Gwyneth Paltrow: Human or Hypocrite?

Cigarettes and tofu—it's what's for dinner

The harbinger of all things health admits to Harper’s Bazaar that she is still, “finding the balance between cigarettes and tofu.”

When Gwyneth Paltrow, the glossy, golden good girl that everybody loves to hate, suggests that “any pair of” $255 leggings or $895 Valentino flats will do for your spring wardrobe, I chuckle at the joke it is and wonder if she realizes even for one second per year, how very privileged she is.

But I get why she opts for these extravagances—she can. She can afford it, she has places to wear such things as paneled leather jeggings and metallic silk mini-skirts, and it’s completely on point with who she is and the world she inhabits. She is a glamorous fashionista movie star.

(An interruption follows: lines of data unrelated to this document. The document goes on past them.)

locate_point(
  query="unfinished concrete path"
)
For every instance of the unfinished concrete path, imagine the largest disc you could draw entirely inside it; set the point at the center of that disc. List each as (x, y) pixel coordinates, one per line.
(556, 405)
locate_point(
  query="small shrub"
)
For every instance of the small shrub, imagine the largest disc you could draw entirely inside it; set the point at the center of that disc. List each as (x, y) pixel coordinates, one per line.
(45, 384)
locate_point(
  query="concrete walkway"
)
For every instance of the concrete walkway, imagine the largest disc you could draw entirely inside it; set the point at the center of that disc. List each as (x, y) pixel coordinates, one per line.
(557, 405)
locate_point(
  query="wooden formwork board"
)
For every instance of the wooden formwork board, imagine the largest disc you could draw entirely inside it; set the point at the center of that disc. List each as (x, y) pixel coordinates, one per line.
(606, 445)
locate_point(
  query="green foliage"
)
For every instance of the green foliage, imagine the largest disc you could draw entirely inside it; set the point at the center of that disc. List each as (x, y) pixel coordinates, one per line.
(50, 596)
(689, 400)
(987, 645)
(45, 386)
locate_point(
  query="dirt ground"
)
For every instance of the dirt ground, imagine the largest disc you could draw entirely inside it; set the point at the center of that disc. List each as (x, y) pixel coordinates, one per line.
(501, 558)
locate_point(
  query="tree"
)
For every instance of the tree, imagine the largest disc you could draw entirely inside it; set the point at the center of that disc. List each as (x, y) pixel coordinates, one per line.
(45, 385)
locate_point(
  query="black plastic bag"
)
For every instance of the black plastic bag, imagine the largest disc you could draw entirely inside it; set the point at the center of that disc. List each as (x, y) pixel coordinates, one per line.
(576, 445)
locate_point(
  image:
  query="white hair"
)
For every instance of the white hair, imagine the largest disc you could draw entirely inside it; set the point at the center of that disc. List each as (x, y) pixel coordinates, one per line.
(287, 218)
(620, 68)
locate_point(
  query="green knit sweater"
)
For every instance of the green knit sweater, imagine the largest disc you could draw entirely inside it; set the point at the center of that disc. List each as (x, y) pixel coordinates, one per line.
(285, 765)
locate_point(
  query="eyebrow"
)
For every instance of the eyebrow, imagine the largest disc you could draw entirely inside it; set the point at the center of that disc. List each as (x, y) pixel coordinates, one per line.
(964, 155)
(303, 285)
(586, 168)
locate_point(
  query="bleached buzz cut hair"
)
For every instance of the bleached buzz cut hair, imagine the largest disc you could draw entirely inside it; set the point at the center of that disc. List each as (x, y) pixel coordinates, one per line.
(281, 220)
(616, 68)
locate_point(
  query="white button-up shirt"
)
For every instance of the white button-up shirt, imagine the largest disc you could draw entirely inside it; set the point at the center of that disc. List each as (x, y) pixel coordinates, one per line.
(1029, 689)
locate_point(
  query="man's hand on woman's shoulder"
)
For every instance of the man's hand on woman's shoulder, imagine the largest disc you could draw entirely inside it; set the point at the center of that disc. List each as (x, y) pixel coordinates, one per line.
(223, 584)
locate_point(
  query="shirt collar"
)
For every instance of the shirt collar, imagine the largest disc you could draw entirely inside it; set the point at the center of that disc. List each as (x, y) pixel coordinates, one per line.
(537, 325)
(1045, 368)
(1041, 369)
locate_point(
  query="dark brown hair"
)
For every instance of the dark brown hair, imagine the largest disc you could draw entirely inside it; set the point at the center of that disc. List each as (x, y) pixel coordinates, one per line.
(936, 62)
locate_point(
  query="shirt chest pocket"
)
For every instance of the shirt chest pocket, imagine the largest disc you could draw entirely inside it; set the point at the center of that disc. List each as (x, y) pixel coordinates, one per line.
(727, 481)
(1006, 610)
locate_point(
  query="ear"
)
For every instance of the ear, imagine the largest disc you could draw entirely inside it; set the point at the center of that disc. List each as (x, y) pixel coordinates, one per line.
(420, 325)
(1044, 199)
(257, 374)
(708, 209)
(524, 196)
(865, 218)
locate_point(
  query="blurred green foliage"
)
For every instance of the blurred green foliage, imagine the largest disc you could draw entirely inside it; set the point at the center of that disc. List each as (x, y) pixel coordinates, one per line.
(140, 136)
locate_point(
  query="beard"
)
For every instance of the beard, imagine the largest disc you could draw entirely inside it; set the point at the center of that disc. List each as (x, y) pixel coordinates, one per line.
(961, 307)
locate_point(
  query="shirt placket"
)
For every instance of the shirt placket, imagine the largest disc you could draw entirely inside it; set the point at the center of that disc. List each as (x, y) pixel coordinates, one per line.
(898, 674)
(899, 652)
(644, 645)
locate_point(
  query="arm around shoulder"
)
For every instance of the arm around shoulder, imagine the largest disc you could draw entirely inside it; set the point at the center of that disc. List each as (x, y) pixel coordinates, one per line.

I get it.

The other (public) side of Gwyneth is the fresh-faced, tousled, natural mom who is so concerned about her family’s health that she released a cookbook recently called, It’s All Good (perhaps you’ve heard of it), featuring recipes that follow the strict elimination diet that her doctor prescribed. This means that Gwyneth was so concerned with her skyrocketing stress-levels, plummeting Vitamin D levels, and worsening anaemia, that she was willing to adopt a lifestyle that, according to the publisher’s book description, “meant no coffee, no alcohol, no dairy, no eggs, no sugar, no shellfish, no deep-water fish, no wheat, no meat, no soy, nothing processed at all!”

I have no doubt that Gwynnie and her fam can live, at least for a time, on a diet as restricted as this. She has help. She has money. She has people to do things for her like, you know, shop and cook.

And I am not somebody that is screaming that forcing this diet on her offspring is akin to child abuse. Guys? It’s not child abuse. It might be projecting some of her own neuroses and perhaps disordered eating issues on her kids, but they will soon be off to McDonald's with every other teenager, laughing about what a loon their mother can be.

But here’s where all pretense of understanding for Gwyneth that I may have ever had goes out the window:

She still smokes.

She’ll give up sugar, soy, dairy, meat, shrimp and coffee, but not cigarettes.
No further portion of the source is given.